Se sino a meno di dieci anni fa, il mondo del lavoro era attraversato da un guado con due rive: quella degli insiders, i lavoratori subordinati con “posto fisso” e quella degli outsiders, tutti gli altri; oggi, anche quel guado e’ popolato: dai nuovi lavoratori che nuotano con affanno alla ricerca di una riva a cui aggrapparsi.

I valori che devono fare da bussola sono sempre gli stessi, quelli della libertà e della pari dignità del lavoro, nel segno degli articoli 1, 4 e 35 della nostra Costituzione.

Del resto, proprio perche’ dignitoso e libero, nella visione biblica, il lavoro risponde ad una missione, in ebraico: āvad ovvero passaggio dalla schiavitù in Egitto al servizio di Dio secondo l’alleanza del Sinai.

Dal discernimento, cui e’ chiamata soprattutto la politica, possono derivare soluzioni illuminate.

E cosi, un patto politico concertativo e sociale potrebbe rilanciare e, quindi, rinnovare lo Statuto del 1970.

E’ tempo, anzitutto, di uno “Statuto” di diritti basilari comuni, in base non tanto alla veste che il lavoratore indossa, quella del lavoratore subordinato, autonomo o parasubordinato, ma in quanto lavoratore tout court. Su questo versante, la recente sentenza della Cassazione (n. 1663 del 24 gennaio 2020) ha “squarciato il velo del tempio”.

 L’Organizzazione Internazionale del lavoro promuove  da molti anni il lavoro dignitoso, o “decent work”. In Inghilterra, ha preso forma una legislazione in favore della generalità dei “workers” mentre in Germania e’ garantita la tutela al lavoratore in quanto consumatore.

E’ tempo, in secondo luogo, di una regolamentazione in grado di bilanciare il diritto al lavoro, alla privacy e alla sicurezza di fronte a forme di lavoro innovative come lo smart working” in grado di mettere a segno, anche nei momenti di emergenza, obiettivi di produttività.

In questa direzione, non può farsi a meno di procedure semplificate contro le sabbie mobili delle complicazioni giuridiche figlie della stratificazione normativa.

Ed  ancora, e’ tempo di politiche attive del lavoro grazie ad un sistema pubblico/privato ma anche  di formazione permanente, sin dall’istruzione primaria, per essere all’altezza delle sfide della rivoluzione tecnologica. In questa prospettiva, ogni lavoratrice e lavoratore potrebbe equipaggiarsi di  una “carta d’identitá” ad hoc.

Piu’ lavoro per tutti e non piú redditi per tutti, come ci ricorda papa Francesco. Anche la riforma degli ammortizzatori sociali deve iscriversi in questo solco e guardare a logiche di workfare: non sussidi difensivi ma espansivi, preordinati ad una nuova occupazione, anche attraverso prepensionamenti e staffette generazionali.

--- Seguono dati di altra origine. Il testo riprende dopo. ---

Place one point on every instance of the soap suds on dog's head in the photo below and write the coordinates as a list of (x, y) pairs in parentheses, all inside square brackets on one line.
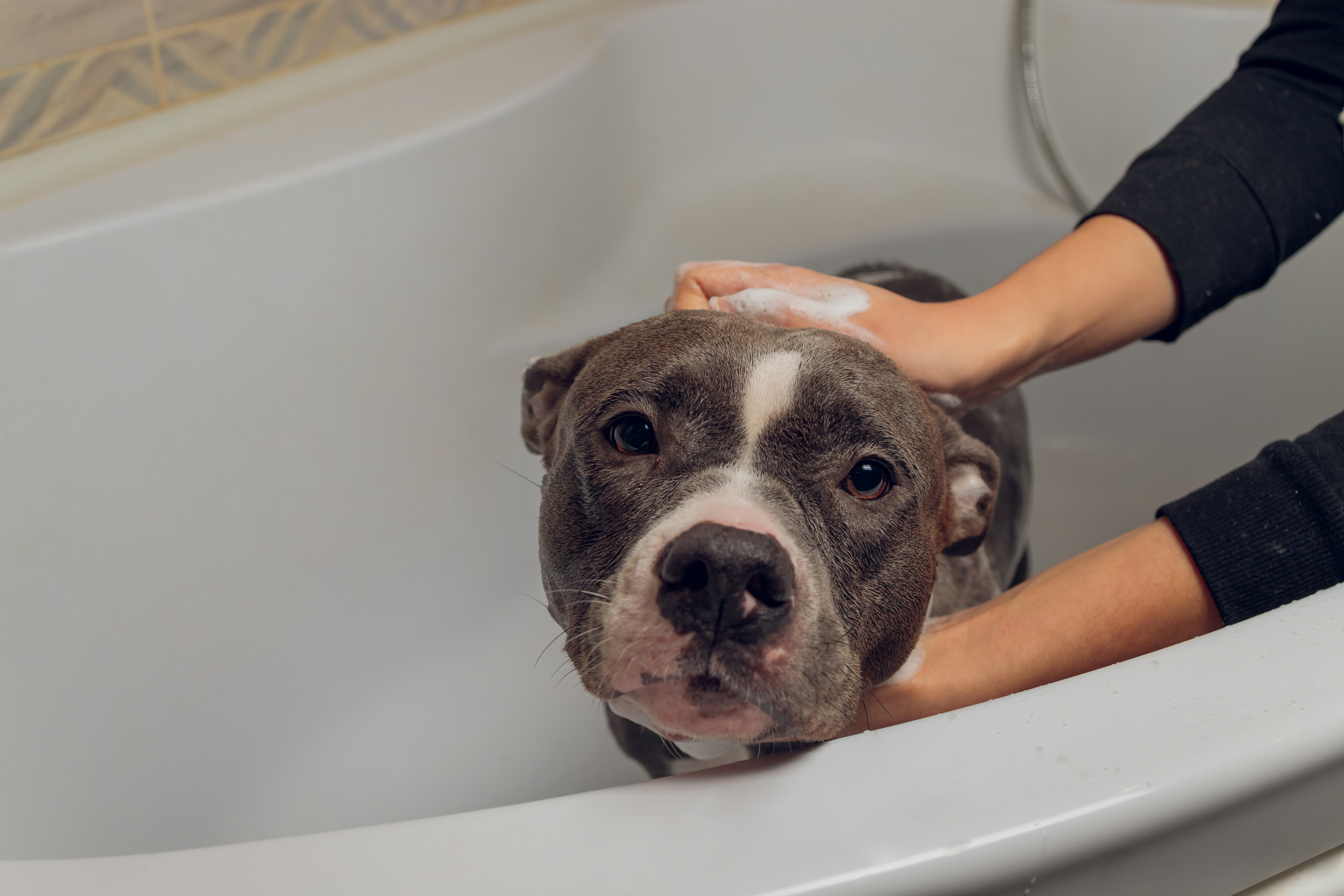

E’ tempo, infine, di garantire la conciliazione dei tempi di vita e lavoro soprattutto alle donne lavoratrici che, in assenza, si ritrovano dinanzi ad un bivio pericoloso: abbandonare il lavoro o il progetto di un figlio, in un Paese che cresce di un figlio su ottomila abitanti, ma anche parità retributiva.

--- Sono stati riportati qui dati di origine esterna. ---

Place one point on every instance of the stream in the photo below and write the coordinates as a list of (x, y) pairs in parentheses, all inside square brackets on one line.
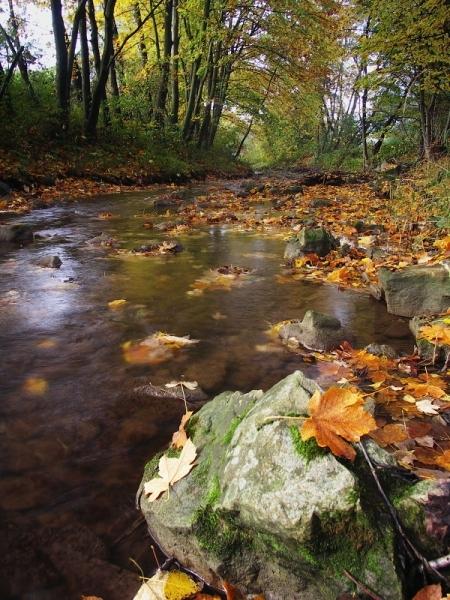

L’attuale pandemia da “Covid19” ha dimostrato tutta le pericolosità dei nodi irrisolti del mercato del lavoro.  Si tratta di un’ulteriore spinta per le riforme, a partire dallo Statuto dei lavoratori. Senza questioni ideologiche, perche’ la realtà e’ sempre superiore all’idea.

Diversamente, la storia ritornerà con i suoi errori. Come ci insegna Shakespeare nell’Atto 2 della Tempesta: What is the past, is the prologue”.